What this calculator does
The Compound Interest Calculator finds the future value (accrued amount) and total interest earned on a deposit or investment. It supports periodic compounding (annually, semiannually, quarterly, monthly, semimonthly, biweekly, weekly, or daily), continuous compounding, and a simple-interest mode. The math is universal — it applies the same way anywhere and involves no national tax or calendar rules. Currency is a display-only passthrough.
How to use it
Enter the starting Principal (P), the Annual Interest Rate (R) as a percentage, and the Time (t) in years. Pick a Compounding Frequency and an Interest Type (compound or simple). The calculator returns the future value, the total interest earned, and the effective annual rate (APY).
The formula explained
Let \(r = R/100\) be the decimal rate, \(t\) the years, \(P\) the principal, and \(n\) the number of compounding periods per year. For periodic compounding, $$A = P\left(1 + \frac{r}{n}\right)^{n \cdot t}$$ and the interest is \(I = A - P\). For continuous compounding, $$A = P \cdot e^{r \cdot t}.$$ The effective annual rate (APY) is \(\text{EAR} = \left(1 + \frac{r}{n}\right)^n - 1\) for periodic, or \(e^r - 1\) for continuous. In simple-interest mode, \(I = P \cdot r \cdot t\) and \(A = P(1 + r \cdot t)\), so APY equals the nominal rate.
Worked example
With \(P = 5000\), \(R = 5\%\) (\(r = 0.05\)), \(t = 10\) years, compounded monthly (\(n = 12\)): $$A = 5000 \times \left(1 + \frac{0.05}{12}\right)^{12 \times 10} = 5000 \times 1.647009 \approx \mathbf{8235.05}.$$ Total interest = \(8235.05 - 5000 = 3235.05\). APY = \(\left(1 + \frac{0.05}{12}\right)^{12} - 1 \approx 5.1162\%\).
FAQ
How does compounding frequency affect returns? More frequent compounding yields slightly more interest. Monthly beats annual, daily beats monthly, and continuous compounding is the theoretical maximum for a given nominal rate.

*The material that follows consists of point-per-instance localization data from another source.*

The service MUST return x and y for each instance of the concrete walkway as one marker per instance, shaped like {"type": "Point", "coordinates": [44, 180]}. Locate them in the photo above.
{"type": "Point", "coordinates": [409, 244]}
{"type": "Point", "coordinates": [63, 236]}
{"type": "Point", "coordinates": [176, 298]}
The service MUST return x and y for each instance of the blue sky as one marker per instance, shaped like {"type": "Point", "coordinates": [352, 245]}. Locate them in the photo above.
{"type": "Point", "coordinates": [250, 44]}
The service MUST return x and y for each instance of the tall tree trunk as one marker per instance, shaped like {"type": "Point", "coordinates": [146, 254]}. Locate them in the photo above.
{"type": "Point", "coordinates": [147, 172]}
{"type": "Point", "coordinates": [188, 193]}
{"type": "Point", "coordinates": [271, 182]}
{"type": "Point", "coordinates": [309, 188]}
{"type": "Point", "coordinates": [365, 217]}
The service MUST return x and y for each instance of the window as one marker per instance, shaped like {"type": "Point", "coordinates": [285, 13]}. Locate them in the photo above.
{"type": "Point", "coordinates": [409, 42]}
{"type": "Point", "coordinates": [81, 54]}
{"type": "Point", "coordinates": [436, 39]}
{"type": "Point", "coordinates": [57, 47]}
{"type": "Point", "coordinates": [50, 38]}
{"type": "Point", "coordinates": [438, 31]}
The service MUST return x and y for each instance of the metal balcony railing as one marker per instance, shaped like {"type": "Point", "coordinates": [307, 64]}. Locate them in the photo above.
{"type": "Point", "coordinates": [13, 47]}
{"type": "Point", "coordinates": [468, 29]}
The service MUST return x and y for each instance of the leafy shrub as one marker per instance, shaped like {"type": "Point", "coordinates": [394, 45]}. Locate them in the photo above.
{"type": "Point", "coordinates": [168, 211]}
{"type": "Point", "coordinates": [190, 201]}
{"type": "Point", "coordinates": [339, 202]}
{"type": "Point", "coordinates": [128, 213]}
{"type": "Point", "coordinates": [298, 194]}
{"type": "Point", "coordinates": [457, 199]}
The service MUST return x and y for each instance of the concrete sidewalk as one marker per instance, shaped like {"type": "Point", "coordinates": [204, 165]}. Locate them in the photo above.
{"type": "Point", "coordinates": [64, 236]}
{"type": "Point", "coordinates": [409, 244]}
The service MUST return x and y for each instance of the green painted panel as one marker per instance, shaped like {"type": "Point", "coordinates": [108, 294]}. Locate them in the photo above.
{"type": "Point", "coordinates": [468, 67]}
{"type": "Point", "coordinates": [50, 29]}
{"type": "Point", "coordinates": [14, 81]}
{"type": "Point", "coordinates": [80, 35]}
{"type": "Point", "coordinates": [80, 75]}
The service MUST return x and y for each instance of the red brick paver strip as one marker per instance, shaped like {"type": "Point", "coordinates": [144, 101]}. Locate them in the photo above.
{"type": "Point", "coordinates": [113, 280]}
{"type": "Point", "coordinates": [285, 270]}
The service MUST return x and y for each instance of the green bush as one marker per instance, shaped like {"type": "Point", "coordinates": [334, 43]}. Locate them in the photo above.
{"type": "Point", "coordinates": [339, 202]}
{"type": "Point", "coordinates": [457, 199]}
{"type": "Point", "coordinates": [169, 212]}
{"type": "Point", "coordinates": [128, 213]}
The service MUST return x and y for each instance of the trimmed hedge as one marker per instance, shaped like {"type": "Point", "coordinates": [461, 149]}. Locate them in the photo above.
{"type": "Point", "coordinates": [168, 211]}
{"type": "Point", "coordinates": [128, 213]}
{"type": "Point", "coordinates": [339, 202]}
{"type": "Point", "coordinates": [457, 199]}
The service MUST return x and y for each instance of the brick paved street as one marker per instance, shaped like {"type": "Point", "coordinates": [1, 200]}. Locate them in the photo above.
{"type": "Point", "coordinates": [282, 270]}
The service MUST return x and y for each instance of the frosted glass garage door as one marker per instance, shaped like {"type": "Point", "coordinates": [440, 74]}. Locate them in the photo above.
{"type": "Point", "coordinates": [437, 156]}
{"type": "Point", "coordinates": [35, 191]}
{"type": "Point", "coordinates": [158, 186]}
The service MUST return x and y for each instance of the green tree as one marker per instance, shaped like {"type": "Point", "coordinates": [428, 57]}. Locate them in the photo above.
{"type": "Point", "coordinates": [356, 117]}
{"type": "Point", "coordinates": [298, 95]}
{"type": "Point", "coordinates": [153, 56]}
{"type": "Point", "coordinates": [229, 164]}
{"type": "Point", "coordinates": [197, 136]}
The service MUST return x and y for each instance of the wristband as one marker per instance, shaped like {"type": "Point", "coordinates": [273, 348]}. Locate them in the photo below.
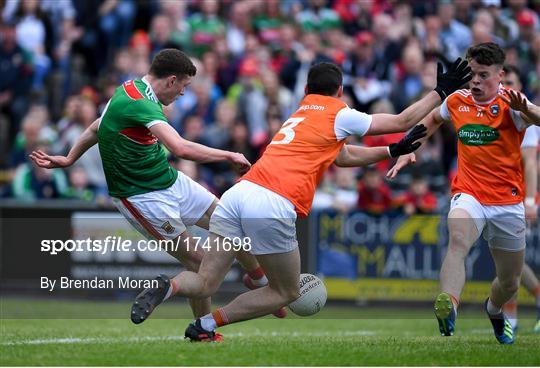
{"type": "Point", "coordinates": [529, 201]}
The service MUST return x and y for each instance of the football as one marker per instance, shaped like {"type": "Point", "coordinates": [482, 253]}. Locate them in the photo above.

What is APY? The Effective Annual Rate (APY) is the true yearly yield once compounding is included. It is always at least the nominal rate and approaches \(e^r - 1\) as frequency increases.
When should I use simple interest? Use simple interest when interest is not added back to the balance — interest is computed only on the original principal each period.